Soros’ rival, Ray Dalio, who manages Bridgewater Associates, the world’s largest hedge fund, is also active in ETFs. Over the third quarter he topped up stakes in two widely-held emerging markets funds, namely the Vanguard MSCI Emerging Markets ETF (VWO) (which will soon be transitioning to the FTSE Emerging Markets Index) and the iShares MSCI Emerging Market ETF (EEM). Bridgewater Associates’ holdings in these two funds now stand at 49.3 million and  33 million shares respectively, worth a cool $3.5 billion combined.

Like Soros, Dalio also has a significant position in the SPDR S&P 500 ETF (SPY), to which a further 18.2 million shares were added over the past three months. Together, these three ETFs accounted for Dalio’s largest purchases in the third quarter.

Dalio also carried out a few smaller trades, including a moderate trimming of its stake in the iShares MSCI Brazil Index ETF (EWZ) and a (relatively) small addition to its holding in iShares iBoxx $ Investment Grade Corporate Bond ETF (LQD). With almost 357,000 shares, LQD is the fund’s sixth-largest position, worth about $43 million.

David Tepper, who runs the Appaloosa Management hedge fund, is also a big player in the ETF game. In fact his fund’s largest holding is an ETF tracking the Nasdaq 100 Index, the PowerShares QQQ ETF (QQQ). Despite trimming its holding in the third-quarter, Appaloosa holds 6,449,182 shares of QQQ, worth about $423 million and equivalent to 11.0% of the total fund.

While all the funds mentioned above are listed on US exchanges (NYSE and Nasdaq), virtually all of them have UK and European-listed equivalents.

For example, a good London-listed alternative to SPDR Gold Shares ETF (GLD) is the ETFS Physical Gold ETC (PHAU) from ETF Securities. Similarly, an alternative to the Market Vectors gold mining funds is the iShares S&P Commodity Producers Gold ETF (SPGP). For US sector ETFs, Source offers a comprehensive line-up.

For broad S&P 500 exposure, the super-cheap synthetic UBS-ETF S&P 500 (UC41), which charges just 0.05% pa, is the cheapest, followed by the physical Vanguard S&P 500 (VUSA) at 0.09%. For emerging markets Deutsche Bank’s db X-trackers offers the fullest range, though the Lyxor ETF MSCI Emerging Markets (LEML) is one of the most competitive when it comes to price.
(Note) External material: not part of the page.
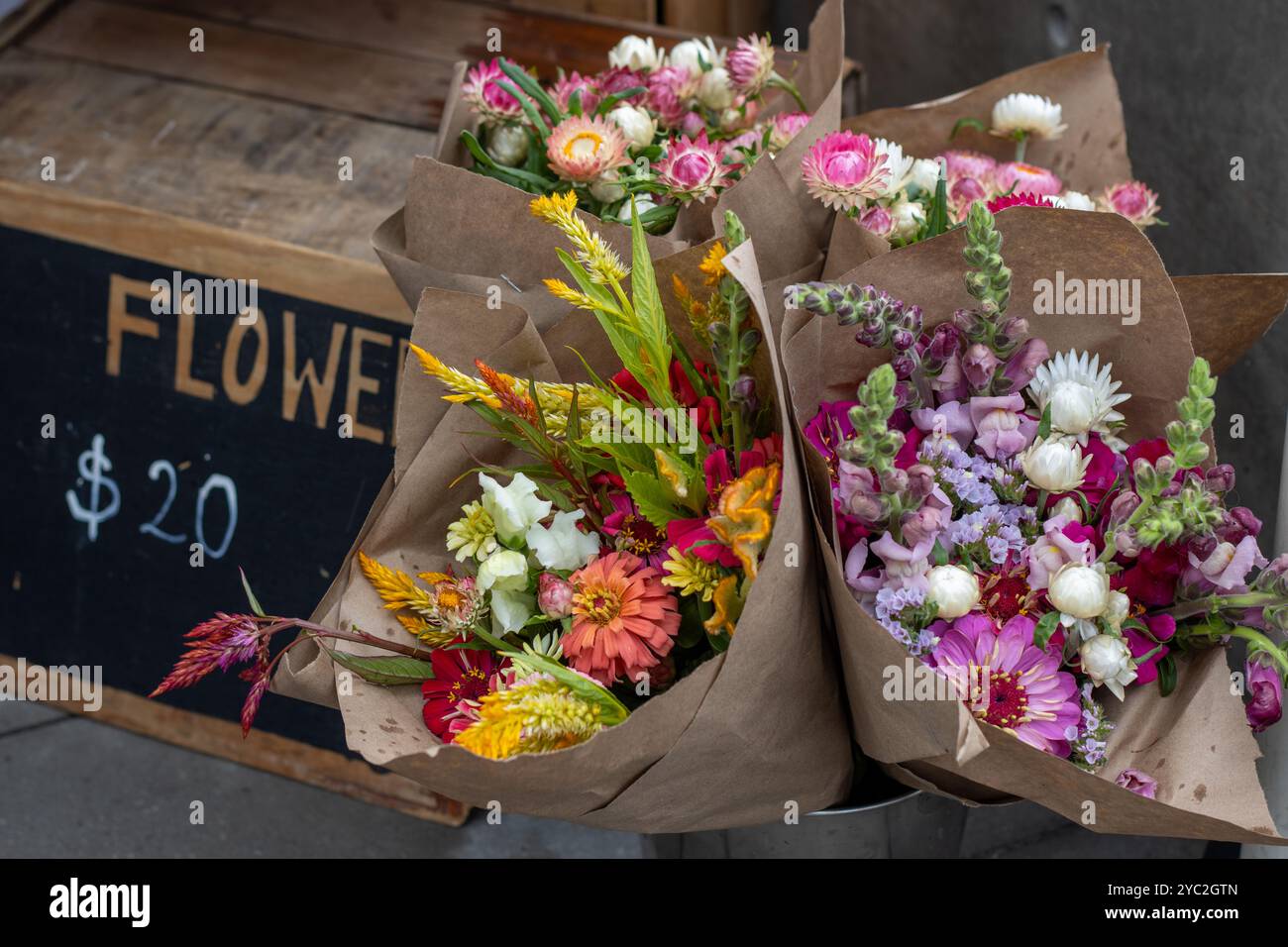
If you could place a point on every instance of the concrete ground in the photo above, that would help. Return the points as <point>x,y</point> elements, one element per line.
<point>73,788</point>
For investment grade bonds, the iShares Markit iBoxx $ Corporate Bond ETF (LQDE) does the same as LQD held by Dalio’s Bridgewater Associates. And for those looking to mimic Tepper and build a position in the Nasdaq 100, the UK has its very own version of QQQ, the PowerShares EQQQ ETF (EQQQ). Incidentally, there’s a slightly cheaper ETF tracking this index, offered by Amundi, which is also worth a look.